If the story line of the Seahawks’ offense this offseason was needing to change, the theme for the Seattle defense as a new season begins is about hoping to stay the same.

It’s not what anyone would have expected after the first two months of the 2020 season, when the Seattle offense was a high-flying unit on the verge of setting numerous team records and the defense was statistically rivaling some of the worst in NFL history.

Through eight games, the Seahawks allowed 30 points per contest and were on pace to set NFL records for most total yards and passing yards allowed.

But everything changed the last two months. The Seattle offense hit a lull and the defense reversed course, not allowing more than 23 points to any of its last eight regular-season opponents.

With a starting lineup that could include nine players who ended last season as starters, the expectation is that the defense should be better than it was at the end of last year.

“The sky is the limit, man,” said safety Jamal Adams on the day he signed a new contract keeping him with the Seahawks through 2025. “We’re very versatile in a lot of ways, we have a lot of guys that can do a lot of things and it could get scary.”


The Seahawks have brought in new players and a new offensive coordinator, but the goal of a championship remains the same in 2021. Catch up on the ‘Hawks with our 10-page special section coming Friday in print and all week online.

Seahawks season preview 2021


The Seahawks appear to have their deepest — and possibly best — defensive line since the 2013 Super Bowl champs, led by pass rusher extraordinaire Carlos Dunlap and rising star tackle Poona Ford.

In Adams and Quandre Diggs, they have their best safety tandem since Earl Thomas and Kam Chancellor.

Their linebacking corps features future Hall of Famer Bobby Wagner in the middle and two exciting young players at the other spots — Jordyn Brooks at weakside and Darrell Taylor at strongside, the team’s top two picks in the 2020 draft.

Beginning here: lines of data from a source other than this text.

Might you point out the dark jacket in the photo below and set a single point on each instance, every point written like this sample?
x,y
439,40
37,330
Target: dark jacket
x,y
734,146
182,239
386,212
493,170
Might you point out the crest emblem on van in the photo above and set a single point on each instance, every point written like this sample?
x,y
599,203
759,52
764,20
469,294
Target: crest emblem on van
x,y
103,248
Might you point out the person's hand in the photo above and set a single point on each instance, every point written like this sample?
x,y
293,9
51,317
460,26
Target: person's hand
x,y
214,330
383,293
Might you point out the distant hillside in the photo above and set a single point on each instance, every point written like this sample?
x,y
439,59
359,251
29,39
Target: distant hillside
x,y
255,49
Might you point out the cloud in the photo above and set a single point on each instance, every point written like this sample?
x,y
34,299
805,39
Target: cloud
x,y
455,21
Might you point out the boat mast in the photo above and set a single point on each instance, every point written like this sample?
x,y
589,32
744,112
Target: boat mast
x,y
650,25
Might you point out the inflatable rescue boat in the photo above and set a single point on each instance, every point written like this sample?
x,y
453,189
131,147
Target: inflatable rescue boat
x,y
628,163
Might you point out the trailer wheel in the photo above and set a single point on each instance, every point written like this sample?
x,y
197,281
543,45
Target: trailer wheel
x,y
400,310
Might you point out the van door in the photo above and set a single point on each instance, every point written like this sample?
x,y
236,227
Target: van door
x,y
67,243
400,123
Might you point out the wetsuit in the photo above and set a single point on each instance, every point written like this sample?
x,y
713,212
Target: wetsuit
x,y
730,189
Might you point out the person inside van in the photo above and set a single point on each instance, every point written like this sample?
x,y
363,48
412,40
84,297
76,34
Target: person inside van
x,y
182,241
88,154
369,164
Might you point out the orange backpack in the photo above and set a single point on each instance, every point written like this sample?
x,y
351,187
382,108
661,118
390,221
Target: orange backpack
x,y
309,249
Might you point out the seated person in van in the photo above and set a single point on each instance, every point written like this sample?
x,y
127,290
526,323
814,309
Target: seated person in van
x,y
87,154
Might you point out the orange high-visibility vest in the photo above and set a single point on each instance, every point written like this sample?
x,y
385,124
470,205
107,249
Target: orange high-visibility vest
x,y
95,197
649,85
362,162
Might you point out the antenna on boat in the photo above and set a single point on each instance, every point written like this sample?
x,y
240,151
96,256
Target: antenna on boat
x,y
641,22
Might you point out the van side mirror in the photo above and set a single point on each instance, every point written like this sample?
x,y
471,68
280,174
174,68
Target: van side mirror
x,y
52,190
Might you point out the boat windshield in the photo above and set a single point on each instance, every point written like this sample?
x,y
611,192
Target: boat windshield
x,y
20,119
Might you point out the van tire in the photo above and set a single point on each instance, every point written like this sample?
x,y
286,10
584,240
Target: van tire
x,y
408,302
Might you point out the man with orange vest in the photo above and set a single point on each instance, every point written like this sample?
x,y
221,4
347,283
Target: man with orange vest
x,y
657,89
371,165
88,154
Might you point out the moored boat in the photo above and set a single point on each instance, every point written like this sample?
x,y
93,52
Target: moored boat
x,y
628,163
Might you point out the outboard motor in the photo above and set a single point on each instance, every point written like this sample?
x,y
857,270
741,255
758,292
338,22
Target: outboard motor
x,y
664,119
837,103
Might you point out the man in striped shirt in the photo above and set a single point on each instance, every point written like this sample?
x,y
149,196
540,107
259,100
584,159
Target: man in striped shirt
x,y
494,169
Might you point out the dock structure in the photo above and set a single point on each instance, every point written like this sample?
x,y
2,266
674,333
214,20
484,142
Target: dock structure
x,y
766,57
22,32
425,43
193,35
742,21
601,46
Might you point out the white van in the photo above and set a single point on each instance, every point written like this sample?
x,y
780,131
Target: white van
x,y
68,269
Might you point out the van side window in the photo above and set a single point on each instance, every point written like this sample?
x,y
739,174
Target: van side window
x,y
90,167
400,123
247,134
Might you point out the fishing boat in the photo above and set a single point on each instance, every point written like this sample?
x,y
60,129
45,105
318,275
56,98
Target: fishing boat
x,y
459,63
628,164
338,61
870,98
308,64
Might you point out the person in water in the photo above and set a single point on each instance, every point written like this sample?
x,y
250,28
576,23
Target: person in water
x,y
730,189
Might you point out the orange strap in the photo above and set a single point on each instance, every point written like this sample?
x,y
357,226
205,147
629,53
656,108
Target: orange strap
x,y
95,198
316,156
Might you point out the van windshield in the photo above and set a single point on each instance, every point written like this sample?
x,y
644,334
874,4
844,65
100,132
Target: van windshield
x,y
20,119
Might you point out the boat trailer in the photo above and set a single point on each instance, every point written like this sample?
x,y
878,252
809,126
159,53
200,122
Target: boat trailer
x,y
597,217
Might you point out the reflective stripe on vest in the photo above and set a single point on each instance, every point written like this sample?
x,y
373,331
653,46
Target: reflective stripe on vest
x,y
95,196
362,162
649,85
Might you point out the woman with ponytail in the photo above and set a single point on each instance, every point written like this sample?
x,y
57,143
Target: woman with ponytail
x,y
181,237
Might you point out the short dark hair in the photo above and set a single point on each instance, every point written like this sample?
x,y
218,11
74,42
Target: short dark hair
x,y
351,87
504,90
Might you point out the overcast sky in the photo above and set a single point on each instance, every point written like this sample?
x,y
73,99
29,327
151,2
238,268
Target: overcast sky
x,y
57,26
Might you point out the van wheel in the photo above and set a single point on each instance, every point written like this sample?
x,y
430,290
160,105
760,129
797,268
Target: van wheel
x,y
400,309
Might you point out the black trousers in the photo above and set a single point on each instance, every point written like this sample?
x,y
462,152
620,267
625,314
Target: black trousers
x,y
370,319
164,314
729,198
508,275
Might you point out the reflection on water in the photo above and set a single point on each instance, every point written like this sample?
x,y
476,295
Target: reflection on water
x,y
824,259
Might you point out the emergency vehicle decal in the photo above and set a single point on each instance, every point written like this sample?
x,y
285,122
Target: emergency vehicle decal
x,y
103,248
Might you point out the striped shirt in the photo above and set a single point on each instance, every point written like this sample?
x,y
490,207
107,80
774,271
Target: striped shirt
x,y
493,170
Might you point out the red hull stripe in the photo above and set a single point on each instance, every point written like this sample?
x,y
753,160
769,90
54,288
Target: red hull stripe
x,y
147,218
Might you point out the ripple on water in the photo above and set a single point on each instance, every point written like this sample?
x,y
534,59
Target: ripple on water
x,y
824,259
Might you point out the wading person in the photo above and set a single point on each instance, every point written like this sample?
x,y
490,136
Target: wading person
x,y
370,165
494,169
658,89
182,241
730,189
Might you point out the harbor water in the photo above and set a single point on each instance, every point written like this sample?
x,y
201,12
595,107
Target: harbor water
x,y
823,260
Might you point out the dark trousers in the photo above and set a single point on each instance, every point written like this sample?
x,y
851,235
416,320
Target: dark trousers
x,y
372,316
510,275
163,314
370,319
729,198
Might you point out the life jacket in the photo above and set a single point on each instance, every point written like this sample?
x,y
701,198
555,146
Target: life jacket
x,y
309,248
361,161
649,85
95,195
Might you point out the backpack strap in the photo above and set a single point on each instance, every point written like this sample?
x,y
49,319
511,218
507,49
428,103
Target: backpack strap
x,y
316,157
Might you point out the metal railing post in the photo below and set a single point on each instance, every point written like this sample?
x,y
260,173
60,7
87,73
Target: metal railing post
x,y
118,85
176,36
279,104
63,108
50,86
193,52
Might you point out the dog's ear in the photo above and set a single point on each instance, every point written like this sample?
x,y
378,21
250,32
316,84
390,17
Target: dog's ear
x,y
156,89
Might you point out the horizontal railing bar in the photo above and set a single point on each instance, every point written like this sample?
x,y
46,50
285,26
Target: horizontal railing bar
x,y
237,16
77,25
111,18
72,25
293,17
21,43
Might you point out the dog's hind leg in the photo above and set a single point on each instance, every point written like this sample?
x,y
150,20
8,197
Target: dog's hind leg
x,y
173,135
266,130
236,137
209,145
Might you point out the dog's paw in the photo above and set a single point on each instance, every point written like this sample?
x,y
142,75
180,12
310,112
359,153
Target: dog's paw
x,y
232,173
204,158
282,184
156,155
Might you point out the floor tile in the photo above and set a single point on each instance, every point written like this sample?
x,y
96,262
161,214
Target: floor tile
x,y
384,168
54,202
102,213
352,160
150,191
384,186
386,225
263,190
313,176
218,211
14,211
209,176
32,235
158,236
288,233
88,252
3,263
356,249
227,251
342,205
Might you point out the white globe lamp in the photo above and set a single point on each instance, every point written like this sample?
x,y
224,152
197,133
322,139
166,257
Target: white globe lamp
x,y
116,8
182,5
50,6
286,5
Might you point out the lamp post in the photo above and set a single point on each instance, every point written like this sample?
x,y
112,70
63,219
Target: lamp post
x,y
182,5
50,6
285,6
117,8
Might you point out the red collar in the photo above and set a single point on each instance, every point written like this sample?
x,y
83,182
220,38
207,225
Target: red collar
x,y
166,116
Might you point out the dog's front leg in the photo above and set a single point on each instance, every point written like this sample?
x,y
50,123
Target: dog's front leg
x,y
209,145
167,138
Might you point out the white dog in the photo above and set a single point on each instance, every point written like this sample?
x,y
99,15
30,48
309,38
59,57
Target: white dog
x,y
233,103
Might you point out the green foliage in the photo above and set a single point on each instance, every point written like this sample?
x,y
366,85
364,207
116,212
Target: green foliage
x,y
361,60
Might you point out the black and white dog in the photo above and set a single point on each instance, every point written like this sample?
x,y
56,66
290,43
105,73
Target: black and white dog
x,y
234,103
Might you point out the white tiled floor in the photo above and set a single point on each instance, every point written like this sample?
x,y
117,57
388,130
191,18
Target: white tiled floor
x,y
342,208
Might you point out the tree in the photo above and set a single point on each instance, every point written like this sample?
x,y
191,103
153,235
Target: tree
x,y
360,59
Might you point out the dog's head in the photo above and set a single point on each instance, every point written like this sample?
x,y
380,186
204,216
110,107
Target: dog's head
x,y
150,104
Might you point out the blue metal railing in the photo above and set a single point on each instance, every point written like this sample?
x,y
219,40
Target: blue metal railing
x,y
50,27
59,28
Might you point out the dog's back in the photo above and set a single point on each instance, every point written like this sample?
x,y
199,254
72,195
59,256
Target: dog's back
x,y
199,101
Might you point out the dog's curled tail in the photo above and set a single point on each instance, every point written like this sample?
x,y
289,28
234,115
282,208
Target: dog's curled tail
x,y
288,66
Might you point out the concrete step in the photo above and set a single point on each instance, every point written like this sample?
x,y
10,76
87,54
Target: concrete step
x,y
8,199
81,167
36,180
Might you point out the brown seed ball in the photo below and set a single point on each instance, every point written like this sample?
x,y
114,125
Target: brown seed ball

But there is one big lingering question — cornerback — a position that for years was never a worry for Seattle as long as Richard Sherman was on the left side.

The position was still uncertain as the Seahawks wrapped up training camp. So uncertain that nine days before the season opener, Seattle traded the player who entered camp as the starter on the all-important left side — Ahkello Witherspoon.

Bobby Wagner spots too many men on the field and tries to clear the errant player in the 1st quarter against the Denver Broncos in NFL preseason football Saturday, Aug. 21, at Lumen Field in Seattle. (Dean Rutz / The Seattle Times)

At press time, it appeared as if D.J. Reed, who ended last season as the starter on the right side, would take over for Witherspoon. That meant Tre Flowers would apparently start on the left.

Flowers has been oft-criticized by fans, especially since the rocky performance in the playoffs following the 2019 season. But he re-won the confidence of coach Pete Carroll in the preseason, which helped precipitate the move of Reed to the left side and likely, the dangling of Witherspoon in trade talks.

Flowers has 37 NFL starts so there’s some experience to bank on. And if the pass rush is as good as it looked at the end of last season — Seattle’s 37 sacks in the final 10 games of the season were six more than any other team — then it may not matter that much if the corner position is a little iffy.

Four things happened to lead to the second-half breakthrough last season:

One, the Seahawks played worse offenses in the latter part of the year; two, the Seahawks traded for Dunlap, who added a proven veteran presence on the edge, and also got Adams healthy and involved in the defense; three, the Seahawks made some tweaks to the scheme to take advantage of the new players, notably Adams, blitzing as much as at any time in the Pete Carroll era and going with more five-man fronts to get more pass rushers on the field; and, four, everyone grew comfortable in their roles.

“I think everyone just needs to focus on the small details and continue to communicate with each other,” Diggs said. “We have to know each other. And I think the second half of the season we got better with knowing who we are, what our identity is, and how we wanted to play ball. We started camp off that way and it’s all just going and going. We have some good days and bad days, but we know how to fix them. Hopefully, we start off fast and we plan on playing great defense like we did in the second half of the season.”

Adams said this year there are no excuses.

“When you have guys that are coming from new teams and whatnot, and free agents, everybody was new, and it took us some time,” he said of what happened in 2020. “Then some injuries happened, I got hurt, and a little bit of everything. Now, we’re fully focused, we understand what’s at stake, and we understand that we’ve got a goal in mind and that’s to win a championship.”